Did you actually read the blog?
Yes, the Starship is suboptimal for Mars missions, but it technically can work.
The crucial thing is that Elon Musk already knows this.
Mars colonisation is just the marketing gimmick in the future.
The first versions of Starship will be focused on purely lowering LEO launch costs to $100/kg. That will be a game changer.
Afterwards, they'll likely develop different Starship versions or a new vehicle for Earth-Mars and/or Earth-Moon transits.
I cited that blog only because it was a source, not because I agree 100% with it. In reality from my own engineering judgement (which you may rightfully regard as suspect but if you look at my contribution to the semiconductor thread, it may be at least worth considering) I think the Starship has several huge flaws:
1. The bellyflop landing maneuver is bad because unlike every other reentry vehicle it exposes the maximum cross section to the heat load rather than the minimum cross section. This means greater total area heated and higher total chance of failure, given equal failure chance per heat shield element.

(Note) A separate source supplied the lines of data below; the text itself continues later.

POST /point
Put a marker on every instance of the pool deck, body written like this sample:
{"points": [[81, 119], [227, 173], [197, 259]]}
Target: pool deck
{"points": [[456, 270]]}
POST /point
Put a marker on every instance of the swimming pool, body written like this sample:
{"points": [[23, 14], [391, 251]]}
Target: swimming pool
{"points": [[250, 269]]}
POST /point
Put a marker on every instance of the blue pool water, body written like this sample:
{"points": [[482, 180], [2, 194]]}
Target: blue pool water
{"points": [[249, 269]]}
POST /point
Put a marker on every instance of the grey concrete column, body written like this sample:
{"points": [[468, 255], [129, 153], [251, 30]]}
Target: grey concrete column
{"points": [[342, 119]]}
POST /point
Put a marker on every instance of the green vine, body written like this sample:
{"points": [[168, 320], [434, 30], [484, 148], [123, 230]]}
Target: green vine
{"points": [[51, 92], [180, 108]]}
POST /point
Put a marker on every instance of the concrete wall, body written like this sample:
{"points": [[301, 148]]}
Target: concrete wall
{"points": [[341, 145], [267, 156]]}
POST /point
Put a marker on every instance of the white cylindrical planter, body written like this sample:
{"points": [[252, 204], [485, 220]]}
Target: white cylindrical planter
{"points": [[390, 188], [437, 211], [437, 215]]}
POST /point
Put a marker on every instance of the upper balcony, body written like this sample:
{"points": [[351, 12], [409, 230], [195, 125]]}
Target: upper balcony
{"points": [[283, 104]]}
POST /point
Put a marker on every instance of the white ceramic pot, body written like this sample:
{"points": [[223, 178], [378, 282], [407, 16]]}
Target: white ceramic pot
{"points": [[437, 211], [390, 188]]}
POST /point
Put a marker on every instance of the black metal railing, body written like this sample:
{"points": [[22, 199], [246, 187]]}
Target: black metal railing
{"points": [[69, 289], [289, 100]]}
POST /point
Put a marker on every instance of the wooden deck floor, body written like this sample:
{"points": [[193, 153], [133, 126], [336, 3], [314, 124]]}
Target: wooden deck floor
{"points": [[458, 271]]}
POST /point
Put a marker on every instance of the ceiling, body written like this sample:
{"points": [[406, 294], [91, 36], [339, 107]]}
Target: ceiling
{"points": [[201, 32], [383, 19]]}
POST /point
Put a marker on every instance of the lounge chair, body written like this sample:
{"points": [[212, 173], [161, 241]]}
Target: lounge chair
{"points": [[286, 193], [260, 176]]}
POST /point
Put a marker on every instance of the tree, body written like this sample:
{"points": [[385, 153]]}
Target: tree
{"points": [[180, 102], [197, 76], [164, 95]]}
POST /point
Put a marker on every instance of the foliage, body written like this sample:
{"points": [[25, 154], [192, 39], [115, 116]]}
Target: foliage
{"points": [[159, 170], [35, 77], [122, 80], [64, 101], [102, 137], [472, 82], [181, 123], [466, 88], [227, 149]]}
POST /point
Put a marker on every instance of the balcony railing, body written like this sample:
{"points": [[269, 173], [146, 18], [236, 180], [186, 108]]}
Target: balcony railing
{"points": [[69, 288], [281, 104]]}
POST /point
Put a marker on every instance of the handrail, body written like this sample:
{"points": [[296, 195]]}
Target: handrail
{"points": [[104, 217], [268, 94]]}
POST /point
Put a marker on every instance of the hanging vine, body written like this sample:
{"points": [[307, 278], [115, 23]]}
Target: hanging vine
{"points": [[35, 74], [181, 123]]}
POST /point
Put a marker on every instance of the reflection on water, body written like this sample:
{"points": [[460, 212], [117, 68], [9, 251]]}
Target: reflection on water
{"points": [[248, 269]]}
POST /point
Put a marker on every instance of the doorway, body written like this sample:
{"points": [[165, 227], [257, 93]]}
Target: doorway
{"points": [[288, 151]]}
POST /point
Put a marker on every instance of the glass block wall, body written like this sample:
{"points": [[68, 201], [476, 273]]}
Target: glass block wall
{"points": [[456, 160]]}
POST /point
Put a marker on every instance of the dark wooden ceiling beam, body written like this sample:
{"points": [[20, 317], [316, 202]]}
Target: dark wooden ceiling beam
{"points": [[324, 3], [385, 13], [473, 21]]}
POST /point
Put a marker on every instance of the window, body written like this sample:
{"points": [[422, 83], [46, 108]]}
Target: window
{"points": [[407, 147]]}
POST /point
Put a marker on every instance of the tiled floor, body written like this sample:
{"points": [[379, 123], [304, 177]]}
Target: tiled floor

2. The bellyflop landing is also bad because of the complex aerodynamic forces with an oddly shaped cross section in the airstream that has very minimal control surfaces.
3. The landing is still powered which means need to keep fuel reserves. But the last unit of fuel is more payload deltaV than the first unit of fuel since it doesn't have to push other fuel.
4. The fuel tank design with shared fuel and oxidizer walls is a bad choice. The shared wall is weaker in the convex direction. 2 concave walls in a non shared configuration is stronger but wouldn't meet his requirements.
5. From previous launch footage, there are multiple engine restart failures, presence of green flames (showing metal vaporization), outright explosions, etc.
6. It has worked only once in a 10 km (10000 m) single stage landing attempt. This is not even close to a full reentry test which so far more complicated, and even a full reentry is far simpler than a full launch. Historical precedent is against it.